Validation by comparing QoI distributions

This tutorial shows how to use a Validation Similarities pattern in EasyVVUQ.

We test here two quantities of interest (QoI) represented by two analytical functions with Gaussian uncertainties.

The first function is a parabolic function:

mu1 = (y - 50.)**2 / 500.
sig1 = 0.2
dist1 = chaospy.Normal(mu1, sig1)

The second function a constant but with changing uncertainty on one side:

mu2 = 2.5
sig2 = 0.1 + 0.01 * y
dist2 = chaospy.Normal(mu2, sig2)

In the upper pannel of the figure given below, you see how these functions look when we are varing y in the intervalle [0, 100].

Validations metrics

In EasyVVUQ, we implemented the calculation of three different metrics: Hellinger, Jensen-Shannon and Wasserstein (cf. references below for more details). This allows us to compute distances between two QoI distributions.

QoI distributions

We can use Chaospy to compute the probability densities and the cummulative distributions functions needed for the above-mentioned metrics:

# Probabily densities: for Hellinger and Jensen-Shannon
p1 = dist1.pdf(x)
p2 = dist2.pdf(x)

# Cummulative distributions (with weight): for Wasserstein
dx = x[-1] - x[0]
c1 = dx * dist1.cdf(x)
c2 = dx * dist2.cdf(x)

The sampling values x can be computed using the min/max values of a common large support of QoI distrubtions, for example:

x = np.linspace(min_value, max_value, 1000, endpoint=True)

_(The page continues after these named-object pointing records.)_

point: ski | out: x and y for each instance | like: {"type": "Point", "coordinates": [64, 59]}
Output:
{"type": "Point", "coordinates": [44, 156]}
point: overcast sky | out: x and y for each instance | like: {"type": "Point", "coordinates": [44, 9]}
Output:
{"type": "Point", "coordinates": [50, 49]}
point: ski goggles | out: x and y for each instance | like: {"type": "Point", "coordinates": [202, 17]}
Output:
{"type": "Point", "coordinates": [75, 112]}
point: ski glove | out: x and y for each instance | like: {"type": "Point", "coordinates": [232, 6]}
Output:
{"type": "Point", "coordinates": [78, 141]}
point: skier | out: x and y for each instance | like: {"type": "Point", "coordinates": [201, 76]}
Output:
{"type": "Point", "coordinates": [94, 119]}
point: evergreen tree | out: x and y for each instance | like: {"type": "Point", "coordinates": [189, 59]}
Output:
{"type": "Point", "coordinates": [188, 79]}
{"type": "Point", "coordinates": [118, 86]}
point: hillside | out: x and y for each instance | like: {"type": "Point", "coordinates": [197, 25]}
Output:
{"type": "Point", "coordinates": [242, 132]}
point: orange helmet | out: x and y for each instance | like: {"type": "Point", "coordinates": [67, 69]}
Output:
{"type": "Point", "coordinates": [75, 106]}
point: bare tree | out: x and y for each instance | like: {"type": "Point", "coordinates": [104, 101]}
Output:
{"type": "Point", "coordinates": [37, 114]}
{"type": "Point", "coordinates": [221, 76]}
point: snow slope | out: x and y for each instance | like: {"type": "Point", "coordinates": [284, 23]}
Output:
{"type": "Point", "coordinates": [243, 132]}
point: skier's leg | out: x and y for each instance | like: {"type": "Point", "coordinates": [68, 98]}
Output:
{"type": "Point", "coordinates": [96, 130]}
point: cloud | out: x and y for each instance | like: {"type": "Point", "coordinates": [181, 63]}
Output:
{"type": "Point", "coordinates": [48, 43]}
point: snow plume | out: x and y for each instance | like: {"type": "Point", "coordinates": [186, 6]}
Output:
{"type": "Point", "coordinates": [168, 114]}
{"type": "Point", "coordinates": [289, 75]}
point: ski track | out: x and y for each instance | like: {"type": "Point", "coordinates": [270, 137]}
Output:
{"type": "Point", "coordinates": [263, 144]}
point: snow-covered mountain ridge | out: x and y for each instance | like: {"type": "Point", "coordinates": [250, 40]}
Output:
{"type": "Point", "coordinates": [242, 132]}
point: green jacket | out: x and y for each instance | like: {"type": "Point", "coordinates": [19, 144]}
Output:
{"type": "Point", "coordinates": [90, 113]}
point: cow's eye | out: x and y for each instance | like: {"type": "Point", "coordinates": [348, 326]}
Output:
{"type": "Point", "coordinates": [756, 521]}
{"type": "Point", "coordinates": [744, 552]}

Note 1: The min/max values can be obtained from lower and upper bound of the distributions. In case of univarainte distribution, we can use: dist.lower[0] and dist.upper[0].

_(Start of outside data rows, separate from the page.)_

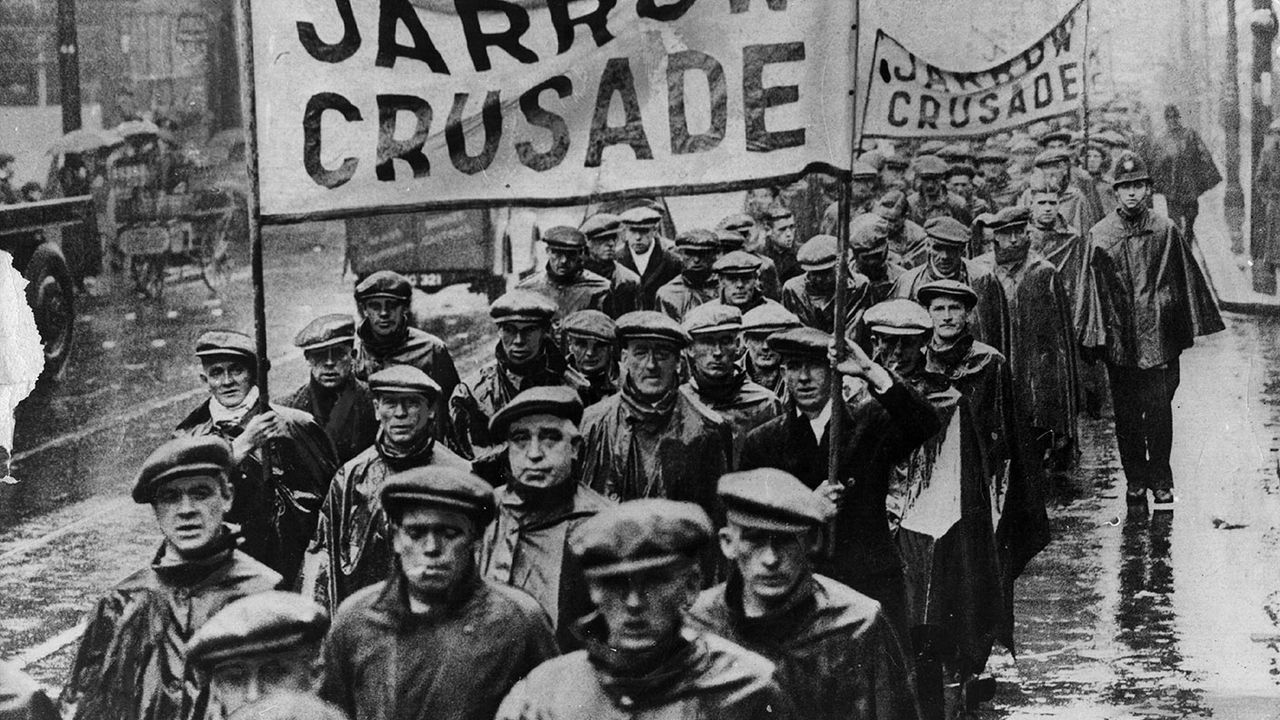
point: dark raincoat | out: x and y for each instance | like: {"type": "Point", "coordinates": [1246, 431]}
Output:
{"type": "Point", "coordinates": [277, 515]}
{"type": "Point", "coordinates": [383, 662]}
{"type": "Point", "coordinates": [837, 655]}
{"type": "Point", "coordinates": [702, 677]}
{"type": "Point", "coordinates": [1143, 297]}
{"type": "Point", "coordinates": [131, 664]}
{"type": "Point", "coordinates": [347, 417]}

Note 2: Distribution based on samples

To build QoI distribution from list of samples that resutls fron UQ simulations, observations or measurements, we can use:

dist = chaospy.SampleDist(samples)

It estimates a distribution from the given samples by constructing a kernel density estimator (KDE).

Validate similarities

Once probabily densities functions (or Cummulative distributions) are comupted for each QoI, we create a validater, object of EasyVVUQ, and get the distance using compare routine. We can use for example Hellinger metric by comparing two lists of probabily densities, pdf1 and pdf2:

# Validater based on Hellinger metric
validater = easyvvuq.comparison.ValidateSimilarityHellinger()
distance = validater.compare(pdf1, pdf2)

The complete code for this example, using other metrics, can be found here.

Finally, in the lower panel of the the different distances between QoI 1 and Qo 2 are displayed:

_images/validation.png

The first two are yielding answers between 0 (zero distance: identical distributions) and 1 (very different), Wasserstein instead are unrestricted with a lower limit of zero.